SANKİ BİRİNCİ OLDUK…

Adayı döndükten sonra hızımızı aldık, bizi geçenlere sanki yetişebiliriz gibi geldi.

Sağnakları yakalayıp hızımızı arttıracaktık.Teknemiz bayılarak ilerlerken ağırlığımızı rüzgarüstünde toplayarak trapez de yaptık ama ne çare, şansımız o kadar da yaver gitmedi.

Zaman öğleni geçmişti. Toplamda 4 saat sonra finişe vardık. Komite’nin önünden geçerken sankibirinci olsaydık aynı şekilde hissedermişim gibi geldi, çok mutluydum aslında. Ekipteki tüm arkadaşlarımın duyguları da aynıydı. Birbirimizden cesaret aldığımız için ayrıca şanslıyız. Hepsine teşekkürler.

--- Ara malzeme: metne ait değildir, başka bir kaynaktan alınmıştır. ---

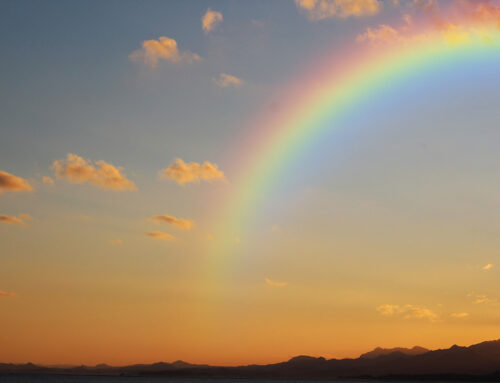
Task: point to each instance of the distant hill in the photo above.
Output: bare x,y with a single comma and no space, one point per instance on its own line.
477,362
385,351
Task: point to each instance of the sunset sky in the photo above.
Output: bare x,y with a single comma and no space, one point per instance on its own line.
234,182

Yarış sonrası sorulanlar arasında yarışı bitirip bitiremediğimiz bile vardı. Benim mutluluğum hep beraber, aramızda olumsuzlukuyumsuzluk yaşamadan o yarışta mücadele etmekten geliyordu. Birincilik veya derece almak ilk yarış şaşkınlığı ve heyecanı yüzünden ikinci planda kaldı benim için. Ne güzel bir duyguymuş o kelebeklerin arasında olmak...



ELİMİZDEN GELEN BAŞKA NE OLABİLİR?


Elimizden daha başka neler geleceğini bundan sonraki katılacağımız yarışlarda göreceğimizi, öğreneceğimizi düşünüyorum.

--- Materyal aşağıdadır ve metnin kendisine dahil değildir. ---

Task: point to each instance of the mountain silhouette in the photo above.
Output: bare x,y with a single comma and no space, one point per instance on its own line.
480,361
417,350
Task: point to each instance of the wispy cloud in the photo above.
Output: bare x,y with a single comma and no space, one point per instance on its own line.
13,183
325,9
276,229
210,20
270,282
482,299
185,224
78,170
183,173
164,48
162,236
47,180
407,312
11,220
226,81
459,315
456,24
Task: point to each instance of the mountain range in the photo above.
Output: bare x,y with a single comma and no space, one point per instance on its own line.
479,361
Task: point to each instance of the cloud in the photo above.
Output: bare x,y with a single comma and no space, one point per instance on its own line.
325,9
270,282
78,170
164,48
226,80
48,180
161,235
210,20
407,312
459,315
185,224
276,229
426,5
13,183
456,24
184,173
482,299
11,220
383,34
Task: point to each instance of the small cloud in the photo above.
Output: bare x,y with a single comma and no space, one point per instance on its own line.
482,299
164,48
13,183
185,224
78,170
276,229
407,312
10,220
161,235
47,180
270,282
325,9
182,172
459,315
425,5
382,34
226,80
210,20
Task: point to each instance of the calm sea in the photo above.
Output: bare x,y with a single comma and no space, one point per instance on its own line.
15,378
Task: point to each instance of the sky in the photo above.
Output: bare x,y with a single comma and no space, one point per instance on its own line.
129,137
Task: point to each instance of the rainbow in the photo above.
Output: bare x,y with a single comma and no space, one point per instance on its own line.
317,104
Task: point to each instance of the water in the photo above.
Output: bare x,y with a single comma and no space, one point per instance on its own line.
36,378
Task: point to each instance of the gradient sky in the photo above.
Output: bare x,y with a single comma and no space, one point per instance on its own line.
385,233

Deniz ve rüzgarın anında değişebilmesini karşılamak,sağnakların ne zaman nerden geldiğini görerek onları kullanabilmek gibi becerileri hayatımız boyunca katılacağımız her yarışta görerek,öğrenerek geliştirebileceğiz. Bunun için bıkıp usanmadan “daha fazla ne yapılabilir” sorusunu durmadan kendimize sormamız gerekiyor.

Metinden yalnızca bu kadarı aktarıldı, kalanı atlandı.